Whatever the real reasons, the masses of high-grade white that flooded Australian towns and cities, taking into its clutch addicts from all socioeconomic groups, suddenly stopped. Heroin became harder to source, and awfully expensive to buy. The impact was immediate, not only on the addicts, who turned to other drugs in a bid to feed their habit, but also those running the smuggling operations. They could no longer take the same risks—there was too much at stake. They had to
be smarter and faster and spread the risk. They could not afford to have a single bust putting them out of business, so they could no longer afford to gamble on one big, single importation making it through the enhanced border patrols. They had to diversify, change distribution patterns and import smaller amounts more often. And that’s the way they continued to operate, even after the low supplies eased a little in the first half of 2002.

Mules were an essential part of the changed importation patterns: young recruits who would use their bodies to ferry drugs on international flights in return for wads of cash. The risk could be immense, but so too could the payment. White Anglo-Saxon backpackers made up a chunk of the mule recruits, rarely raising the suspicions of those employed to keep drugs out. Sometimes the drugs would be sewn into the hems of their clothes, or sandwiched in their toiletries bags or in the heels of their shoes. Other times mules would swallow tightly bound balloons of drugs, carrying them through electronic detectors in the pits of their stomachs—knowing the risk, but counting the cash in their heads. Still others would plaster the heroin on their person, or secrete it inside their genitalia in a bid to escape detection.

Often mules weren’t used and instead the drugs were packed tightly in all sorts of paraphernalia sent by mail or included in passengers’ luggage: in cooking pastry and fish fillets; stuffed into candlesticks and car parts; even funnelled into the buttons of clothing. It might
have been harder this way, with more detailed plans needed, but it was necessary for the cartels to escape increased policing measures, like a renewed Australian Federal Police presence and a front-line Customs service that was boosting enhanced detection technologies, profiling abilities and intelligence networks.
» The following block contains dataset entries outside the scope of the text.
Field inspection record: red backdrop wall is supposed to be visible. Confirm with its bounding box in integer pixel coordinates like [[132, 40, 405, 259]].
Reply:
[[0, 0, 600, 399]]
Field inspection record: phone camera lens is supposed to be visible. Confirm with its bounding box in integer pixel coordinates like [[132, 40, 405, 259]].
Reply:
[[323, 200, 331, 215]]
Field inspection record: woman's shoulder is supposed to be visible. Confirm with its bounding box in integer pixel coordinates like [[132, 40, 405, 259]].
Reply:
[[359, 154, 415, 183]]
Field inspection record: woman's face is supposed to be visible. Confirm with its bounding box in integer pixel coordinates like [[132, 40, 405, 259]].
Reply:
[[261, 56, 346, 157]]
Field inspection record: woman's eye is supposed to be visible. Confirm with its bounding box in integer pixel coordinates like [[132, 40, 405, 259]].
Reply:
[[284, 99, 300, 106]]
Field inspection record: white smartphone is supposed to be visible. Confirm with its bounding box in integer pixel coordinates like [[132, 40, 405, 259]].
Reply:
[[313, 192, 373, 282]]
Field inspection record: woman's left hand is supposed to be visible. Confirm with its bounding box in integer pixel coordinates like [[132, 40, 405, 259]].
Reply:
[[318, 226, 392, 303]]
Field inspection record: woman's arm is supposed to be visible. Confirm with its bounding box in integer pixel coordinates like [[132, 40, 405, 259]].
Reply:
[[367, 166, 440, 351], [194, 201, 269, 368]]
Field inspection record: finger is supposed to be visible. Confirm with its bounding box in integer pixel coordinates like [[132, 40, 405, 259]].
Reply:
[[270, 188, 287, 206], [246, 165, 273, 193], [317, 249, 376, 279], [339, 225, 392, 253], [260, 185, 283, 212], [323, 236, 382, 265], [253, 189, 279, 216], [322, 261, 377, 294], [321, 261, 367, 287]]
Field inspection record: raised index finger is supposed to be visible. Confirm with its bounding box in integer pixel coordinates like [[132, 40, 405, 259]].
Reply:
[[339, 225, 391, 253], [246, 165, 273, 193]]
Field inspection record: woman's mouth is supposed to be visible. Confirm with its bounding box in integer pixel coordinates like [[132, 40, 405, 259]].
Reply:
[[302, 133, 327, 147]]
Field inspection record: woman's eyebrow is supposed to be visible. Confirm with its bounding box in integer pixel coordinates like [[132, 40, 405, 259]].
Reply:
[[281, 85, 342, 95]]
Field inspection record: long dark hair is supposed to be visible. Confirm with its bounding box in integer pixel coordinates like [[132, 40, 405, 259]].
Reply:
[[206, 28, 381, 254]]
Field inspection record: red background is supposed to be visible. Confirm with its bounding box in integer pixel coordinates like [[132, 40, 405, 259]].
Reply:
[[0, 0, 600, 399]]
The drought forced changes once the drug had been successfully brought inside Australian borders, too. The six or so big Australian cartels started collaborating more, the shortage of heroin forcing importers to diversify into other drugs. Many dealers were stripped of their livelihood as in-your-face dealing in some areas disappeared, to be replaced by mobile traders, hocking their heroin aboard travelling trains, making home visits and refusing to cater for new customers they could not afford to trust instinctively. Mobile telephones became the dealers’ new tool of trade, with low- to middle-ranking heroin traders boasting 200 telephone numbers or more in their cellular address book.

Once the heroin arrives in Australia, it takes a fairly direct route to Cabramatta, about 30 kilometres south of Sydney city. Up to three-quarters of residents here speak a first language other than English, with 40 per cent born in Asian countries like Vietnam, Cambodia, China and Laos. It’s a young population, with higher-than-average unemployment levels, but it has been unfairly demonised by public perceptions. Few, however, doubt its role in the national heroin market.